Le problème des lits de certains hôpitaux parisiens

Les lits "uniques", métalliques et avec un matelas mince, que certains hôpitaux parisiens imposent à leurs patients sont en réalité incompatibles avec des éventuels problèmes lombaires (arthrose, tendinite...) des intéressés. Un lit sans structure métallique sous le matelas, et avec un matelas plus épais, serait le choix approprié. Malheureusement, lesdits hôpitaux ne disposent pas de ces lits.

Que peut faire un patient hospitalisé confronté à un lit avec un matelas mince installé sur un support métallique, alors que des problèmes lombaires lui ont été diagnostiqués et qu'il ne peut en aucun cas dormir sur un tel matelas dans un tel lit ? Pour quelle raison l'hôpital ne peut-il pas lui proposer un autre type de lit ?

Pour quelle raison, dans tout l'hôpital, pas un seul lit n'est adapté aux problèmes d'ordre lombaire des malades ?

Et pour quelle raison le personnel hospitalier, y compris médical, adopte-t-il trop souvent une attitude de "défense de la maison" cherchant à justifier une telle situation et à inciter les patients à se contenter malgré tout de ces lits ? Malheureusement, cette impasse se présente même dans des hôpitaux parisiens très prestigieux.

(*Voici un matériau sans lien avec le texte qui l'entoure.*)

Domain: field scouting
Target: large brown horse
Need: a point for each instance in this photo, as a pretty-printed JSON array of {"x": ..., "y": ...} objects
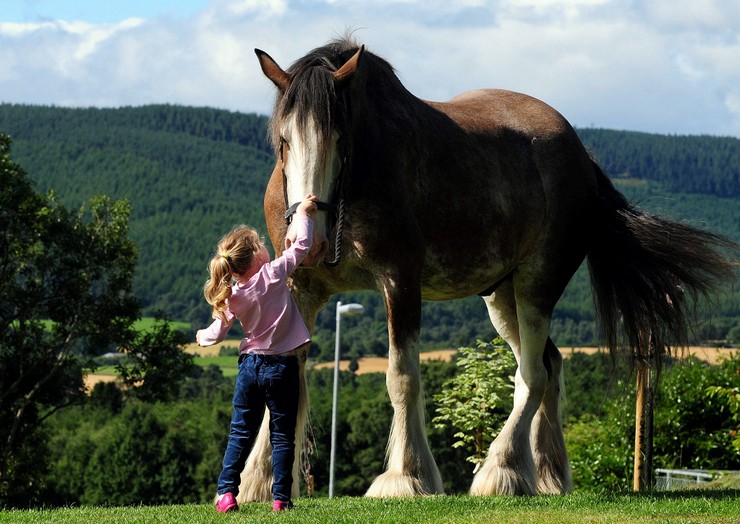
[{"x": 491, "y": 193}]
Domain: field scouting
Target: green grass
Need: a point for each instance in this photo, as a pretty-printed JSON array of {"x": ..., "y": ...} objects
[
  {"x": 229, "y": 365},
  {"x": 685, "y": 507}
]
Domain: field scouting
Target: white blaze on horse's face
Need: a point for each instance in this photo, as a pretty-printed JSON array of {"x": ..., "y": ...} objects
[{"x": 307, "y": 170}]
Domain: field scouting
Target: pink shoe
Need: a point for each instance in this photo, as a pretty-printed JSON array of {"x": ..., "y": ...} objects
[
  {"x": 226, "y": 503},
  {"x": 280, "y": 505}
]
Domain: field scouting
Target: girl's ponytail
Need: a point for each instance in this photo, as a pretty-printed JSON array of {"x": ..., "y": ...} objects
[{"x": 234, "y": 255}]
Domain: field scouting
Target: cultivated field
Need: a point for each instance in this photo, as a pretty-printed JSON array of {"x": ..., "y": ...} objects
[{"x": 711, "y": 355}]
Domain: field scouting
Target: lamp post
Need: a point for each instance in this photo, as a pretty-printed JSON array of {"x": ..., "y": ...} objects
[{"x": 342, "y": 309}]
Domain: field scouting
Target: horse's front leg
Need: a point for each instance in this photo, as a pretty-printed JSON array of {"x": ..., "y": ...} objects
[
  {"x": 257, "y": 478},
  {"x": 410, "y": 467}
]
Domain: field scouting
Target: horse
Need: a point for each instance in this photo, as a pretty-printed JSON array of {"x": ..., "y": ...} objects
[{"x": 491, "y": 193}]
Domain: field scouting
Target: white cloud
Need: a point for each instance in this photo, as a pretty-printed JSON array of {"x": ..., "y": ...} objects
[{"x": 666, "y": 66}]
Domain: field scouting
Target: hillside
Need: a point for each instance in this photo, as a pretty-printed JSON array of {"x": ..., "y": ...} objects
[{"x": 192, "y": 173}]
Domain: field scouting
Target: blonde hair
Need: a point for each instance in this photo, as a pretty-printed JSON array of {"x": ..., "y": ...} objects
[{"x": 234, "y": 255}]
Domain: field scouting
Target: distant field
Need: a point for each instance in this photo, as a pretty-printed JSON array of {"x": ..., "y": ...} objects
[{"x": 210, "y": 355}]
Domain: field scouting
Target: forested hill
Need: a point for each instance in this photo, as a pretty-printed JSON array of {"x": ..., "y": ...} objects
[{"x": 190, "y": 174}]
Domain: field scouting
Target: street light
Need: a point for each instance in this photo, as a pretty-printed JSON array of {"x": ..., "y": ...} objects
[{"x": 342, "y": 309}]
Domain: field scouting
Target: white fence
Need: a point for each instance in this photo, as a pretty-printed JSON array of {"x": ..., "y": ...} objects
[{"x": 677, "y": 478}]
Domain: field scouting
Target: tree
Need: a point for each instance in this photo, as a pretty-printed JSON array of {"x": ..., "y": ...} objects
[
  {"x": 479, "y": 397},
  {"x": 65, "y": 296},
  {"x": 156, "y": 364}
]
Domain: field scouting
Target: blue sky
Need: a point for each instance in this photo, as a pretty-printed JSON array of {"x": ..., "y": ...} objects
[
  {"x": 95, "y": 11},
  {"x": 658, "y": 66}
]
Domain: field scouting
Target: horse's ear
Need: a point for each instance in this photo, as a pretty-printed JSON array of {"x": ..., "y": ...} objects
[
  {"x": 350, "y": 66},
  {"x": 273, "y": 71}
]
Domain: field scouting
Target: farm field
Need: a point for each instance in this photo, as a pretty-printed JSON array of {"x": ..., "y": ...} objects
[{"x": 228, "y": 365}]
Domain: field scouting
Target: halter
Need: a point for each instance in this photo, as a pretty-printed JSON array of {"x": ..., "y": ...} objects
[{"x": 338, "y": 209}]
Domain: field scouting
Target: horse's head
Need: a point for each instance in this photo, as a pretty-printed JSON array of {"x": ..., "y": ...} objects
[{"x": 307, "y": 128}]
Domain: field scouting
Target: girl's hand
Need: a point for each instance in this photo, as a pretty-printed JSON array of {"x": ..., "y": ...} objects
[{"x": 308, "y": 206}]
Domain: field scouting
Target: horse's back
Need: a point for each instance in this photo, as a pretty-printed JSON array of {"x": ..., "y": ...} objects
[{"x": 502, "y": 109}]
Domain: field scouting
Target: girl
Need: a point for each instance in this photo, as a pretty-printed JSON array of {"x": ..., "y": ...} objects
[{"x": 247, "y": 286}]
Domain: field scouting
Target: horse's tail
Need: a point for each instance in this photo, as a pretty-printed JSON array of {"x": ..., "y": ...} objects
[{"x": 647, "y": 272}]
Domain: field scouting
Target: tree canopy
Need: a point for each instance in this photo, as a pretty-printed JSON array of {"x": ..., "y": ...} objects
[{"x": 65, "y": 295}]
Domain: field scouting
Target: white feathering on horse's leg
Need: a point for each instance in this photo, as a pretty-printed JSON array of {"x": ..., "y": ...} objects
[
  {"x": 504, "y": 472},
  {"x": 547, "y": 441},
  {"x": 411, "y": 469},
  {"x": 256, "y": 479}
]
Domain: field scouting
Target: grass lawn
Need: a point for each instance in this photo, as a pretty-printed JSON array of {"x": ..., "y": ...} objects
[{"x": 685, "y": 507}]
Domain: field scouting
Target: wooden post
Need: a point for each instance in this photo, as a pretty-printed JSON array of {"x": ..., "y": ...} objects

Que peut faire le malade confronté à cette situation ? Il dormira peut-être sur une chaise pendant une nuit. Mais que fera-t-il par la suite ? Nous avons pu constater qu'il arrive même que l'intéressé soit par ce motif amené à quitter l'hôpital avant la date prévue, si une autorisation de sortie lui est refusée de façon à lui permettre de dormir sur un lit adapté à ses besoins.

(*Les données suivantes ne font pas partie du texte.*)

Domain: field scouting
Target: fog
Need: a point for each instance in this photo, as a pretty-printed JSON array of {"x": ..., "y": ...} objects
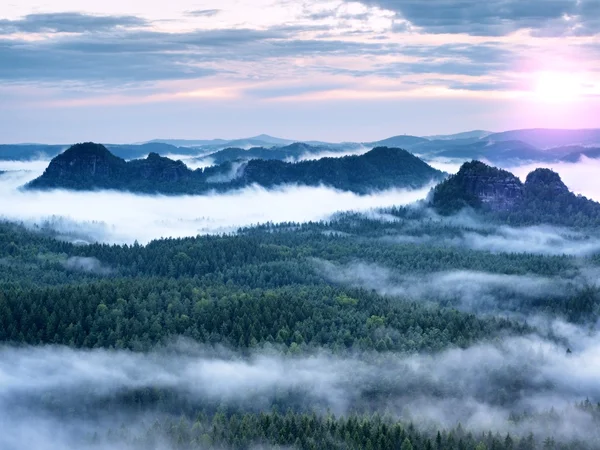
[
  {"x": 472, "y": 291},
  {"x": 87, "y": 265},
  {"x": 118, "y": 217},
  {"x": 478, "y": 387},
  {"x": 580, "y": 177},
  {"x": 360, "y": 150},
  {"x": 541, "y": 240},
  {"x": 467, "y": 229}
]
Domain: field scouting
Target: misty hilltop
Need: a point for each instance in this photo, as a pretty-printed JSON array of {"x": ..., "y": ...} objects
[
  {"x": 543, "y": 198},
  {"x": 90, "y": 166}
]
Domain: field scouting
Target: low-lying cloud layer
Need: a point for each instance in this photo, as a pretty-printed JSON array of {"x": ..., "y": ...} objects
[
  {"x": 480, "y": 292},
  {"x": 478, "y": 387},
  {"x": 123, "y": 217}
]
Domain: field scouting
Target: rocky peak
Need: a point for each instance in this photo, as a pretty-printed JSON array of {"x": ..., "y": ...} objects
[
  {"x": 160, "y": 168},
  {"x": 86, "y": 159},
  {"x": 478, "y": 185},
  {"x": 547, "y": 180},
  {"x": 497, "y": 189}
]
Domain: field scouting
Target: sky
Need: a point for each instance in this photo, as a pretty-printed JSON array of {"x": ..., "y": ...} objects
[{"x": 333, "y": 70}]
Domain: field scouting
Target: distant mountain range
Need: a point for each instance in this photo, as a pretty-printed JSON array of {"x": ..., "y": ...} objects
[
  {"x": 543, "y": 145},
  {"x": 92, "y": 166},
  {"x": 543, "y": 198}
]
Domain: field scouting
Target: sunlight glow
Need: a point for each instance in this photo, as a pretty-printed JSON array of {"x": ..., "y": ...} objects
[{"x": 557, "y": 86}]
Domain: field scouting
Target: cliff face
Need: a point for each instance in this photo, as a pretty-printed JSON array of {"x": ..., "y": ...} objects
[
  {"x": 156, "y": 167},
  {"x": 85, "y": 160},
  {"x": 498, "y": 190},
  {"x": 92, "y": 166},
  {"x": 547, "y": 181},
  {"x": 543, "y": 198},
  {"x": 478, "y": 185}
]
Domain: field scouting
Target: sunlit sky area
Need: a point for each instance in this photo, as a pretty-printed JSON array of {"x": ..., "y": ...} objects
[{"x": 133, "y": 70}]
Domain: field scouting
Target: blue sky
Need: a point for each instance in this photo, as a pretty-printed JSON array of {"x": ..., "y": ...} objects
[{"x": 131, "y": 70}]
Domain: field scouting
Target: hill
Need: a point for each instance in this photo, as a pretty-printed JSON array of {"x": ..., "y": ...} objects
[
  {"x": 543, "y": 198},
  {"x": 575, "y": 153},
  {"x": 550, "y": 138},
  {"x": 289, "y": 152},
  {"x": 91, "y": 166}
]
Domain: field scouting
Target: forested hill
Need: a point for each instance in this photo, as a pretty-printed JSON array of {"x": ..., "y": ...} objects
[
  {"x": 91, "y": 166},
  {"x": 543, "y": 198}
]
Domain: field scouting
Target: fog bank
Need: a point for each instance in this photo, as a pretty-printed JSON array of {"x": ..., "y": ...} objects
[
  {"x": 118, "y": 217},
  {"x": 479, "y": 386}
]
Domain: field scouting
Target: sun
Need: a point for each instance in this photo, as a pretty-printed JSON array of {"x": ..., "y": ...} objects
[{"x": 557, "y": 86}]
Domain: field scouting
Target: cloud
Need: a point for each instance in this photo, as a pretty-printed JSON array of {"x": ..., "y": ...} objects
[
  {"x": 203, "y": 12},
  {"x": 498, "y": 17},
  {"x": 469, "y": 290},
  {"x": 144, "y": 218},
  {"x": 535, "y": 240},
  {"x": 580, "y": 177},
  {"x": 68, "y": 22},
  {"x": 478, "y": 387},
  {"x": 87, "y": 265}
]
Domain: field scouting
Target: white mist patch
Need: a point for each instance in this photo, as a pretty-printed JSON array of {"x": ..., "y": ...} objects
[
  {"x": 119, "y": 217},
  {"x": 37, "y": 166},
  {"x": 331, "y": 154},
  {"x": 471, "y": 290},
  {"x": 536, "y": 240},
  {"x": 580, "y": 177},
  {"x": 479, "y": 386}
]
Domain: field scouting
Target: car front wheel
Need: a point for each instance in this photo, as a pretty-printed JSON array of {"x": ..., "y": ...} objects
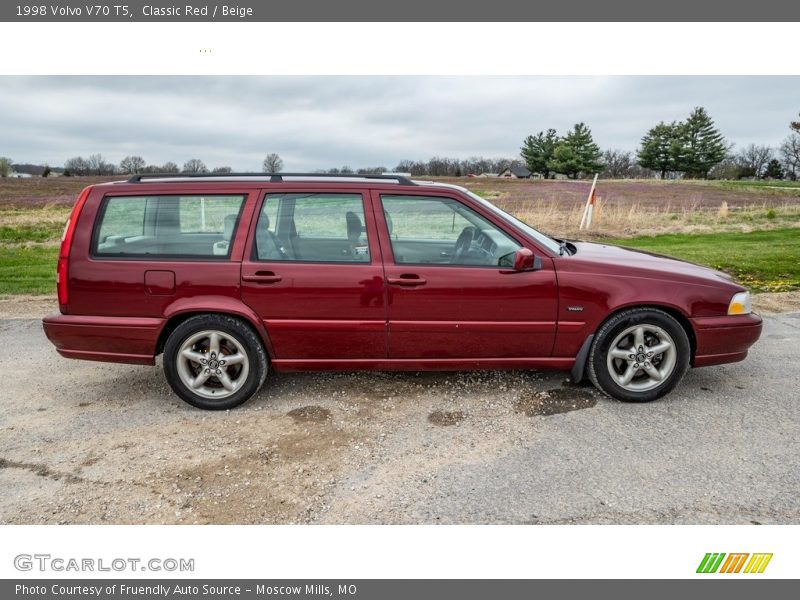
[
  {"x": 215, "y": 362},
  {"x": 639, "y": 355}
]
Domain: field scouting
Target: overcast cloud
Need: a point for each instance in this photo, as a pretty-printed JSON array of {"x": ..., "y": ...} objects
[{"x": 322, "y": 122}]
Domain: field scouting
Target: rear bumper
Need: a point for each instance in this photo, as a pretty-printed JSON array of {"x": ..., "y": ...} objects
[
  {"x": 724, "y": 339},
  {"x": 109, "y": 339}
]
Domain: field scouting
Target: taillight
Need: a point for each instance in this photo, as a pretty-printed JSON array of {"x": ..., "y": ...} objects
[
  {"x": 61, "y": 280},
  {"x": 62, "y": 271}
]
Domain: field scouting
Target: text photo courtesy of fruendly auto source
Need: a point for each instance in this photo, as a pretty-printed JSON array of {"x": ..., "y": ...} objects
[{"x": 400, "y": 300}]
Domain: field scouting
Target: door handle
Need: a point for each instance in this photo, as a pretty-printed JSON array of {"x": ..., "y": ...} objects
[
  {"x": 406, "y": 280},
  {"x": 262, "y": 277}
]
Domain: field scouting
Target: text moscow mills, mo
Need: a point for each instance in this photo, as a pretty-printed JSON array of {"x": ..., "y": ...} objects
[{"x": 184, "y": 590}]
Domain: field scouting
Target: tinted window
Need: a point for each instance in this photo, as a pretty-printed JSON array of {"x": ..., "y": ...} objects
[
  {"x": 444, "y": 231},
  {"x": 167, "y": 226},
  {"x": 312, "y": 228}
]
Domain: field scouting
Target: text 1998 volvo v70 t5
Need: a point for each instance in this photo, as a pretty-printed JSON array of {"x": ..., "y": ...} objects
[{"x": 231, "y": 276}]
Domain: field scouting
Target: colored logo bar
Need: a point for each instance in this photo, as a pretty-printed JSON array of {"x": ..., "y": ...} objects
[{"x": 737, "y": 562}]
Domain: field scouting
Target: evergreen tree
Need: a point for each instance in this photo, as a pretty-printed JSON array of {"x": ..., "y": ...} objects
[
  {"x": 537, "y": 151},
  {"x": 576, "y": 153},
  {"x": 774, "y": 170},
  {"x": 660, "y": 148},
  {"x": 702, "y": 145}
]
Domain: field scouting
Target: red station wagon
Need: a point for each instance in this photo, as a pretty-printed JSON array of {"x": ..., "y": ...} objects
[{"x": 228, "y": 276}]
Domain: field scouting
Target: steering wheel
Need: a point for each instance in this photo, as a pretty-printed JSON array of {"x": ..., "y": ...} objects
[{"x": 463, "y": 244}]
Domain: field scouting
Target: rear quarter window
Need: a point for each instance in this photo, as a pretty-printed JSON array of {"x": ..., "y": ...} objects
[{"x": 167, "y": 226}]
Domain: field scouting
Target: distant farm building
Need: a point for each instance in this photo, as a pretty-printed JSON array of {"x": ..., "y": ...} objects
[{"x": 516, "y": 173}]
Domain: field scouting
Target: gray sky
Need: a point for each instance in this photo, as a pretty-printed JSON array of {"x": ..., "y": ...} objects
[{"x": 329, "y": 121}]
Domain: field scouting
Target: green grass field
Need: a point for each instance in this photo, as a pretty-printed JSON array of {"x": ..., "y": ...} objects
[
  {"x": 764, "y": 261},
  {"x": 28, "y": 269},
  {"x": 33, "y": 213}
]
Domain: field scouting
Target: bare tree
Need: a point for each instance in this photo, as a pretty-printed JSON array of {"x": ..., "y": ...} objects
[
  {"x": 132, "y": 164},
  {"x": 5, "y": 166},
  {"x": 77, "y": 165},
  {"x": 194, "y": 165},
  {"x": 619, "y": 163},
  {"x": 272, "y": 163},
  {"x": 99, "y": 165},
  {"x": 755, "y": 158},
  {"x": 790, "y": 152}
]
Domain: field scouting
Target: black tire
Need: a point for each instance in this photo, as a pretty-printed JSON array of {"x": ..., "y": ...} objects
[
  {"x": 656, "y": 320},
  {"x": 234, "y": 335}
]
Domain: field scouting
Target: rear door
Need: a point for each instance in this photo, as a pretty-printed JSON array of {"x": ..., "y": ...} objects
[
  {"x": 312, "y": 271},
  {"x": 451, "y": 290}
]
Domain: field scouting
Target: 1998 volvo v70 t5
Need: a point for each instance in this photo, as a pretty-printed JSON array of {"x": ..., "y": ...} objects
[{"x": 229, "y": 276}]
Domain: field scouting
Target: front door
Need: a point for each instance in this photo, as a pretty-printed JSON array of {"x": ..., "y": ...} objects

Pourtant, les problèmes lombaires n'ont rien de mystérieux. Aucun médecin ni infirmier ne saurait valablement ignorer leur existence et leurs implications. Nombre de personnes âgées se heurtent à des souffrances de cette nature de plus en plus sérieuses.

Un exemple de conclusion d'une IRM (imagerie par résonance magnétique) du rachis dorso-lombaire passée par un malade de 70 ans avec un problème lombaire peut être :

- Rachis dégénératif avec sténose canalaire segmentaire en L2-L3 par rétrolisthésis de L3 et arthropathie postérieure avec hypertrophie ligamentaire jaune.

- Arthropathie dégénérative aux trois derniers étages lombo-sacrés associée à une arthrose postérieure sans conflit disco-radiculaire focal.

- Discopathie légèrement inflammatoire à l'étage L5-S1.

- Hypersignal inflammatoire des muscles psoas iliaques.

- Amyotrophie des muscles para-vertébraux.

(fin de citation)

Que penser si, malgré un tel rapport médical, les médecins hospitaliers refusent de reconnaître le caractère anormal de la situation en matière de lits et de rechercher une solution adaptée au problème constaté ?

Mais surtout, pour quelle raison des hôpitaux très connus ne disposent pas d'un autre type de lits ? Depuis quand ces lits métalliques "uniques" ont été imposés sans alternative ? Combien de patients en ont souffert ?

Sans doute, des problèmes d'ordre budgétaire se trouvent derrière cette situation, qui nécessiterait un examen détaillé par une inspection accompagnée de spécialistes indépendants des hôpitaux et du monde politique.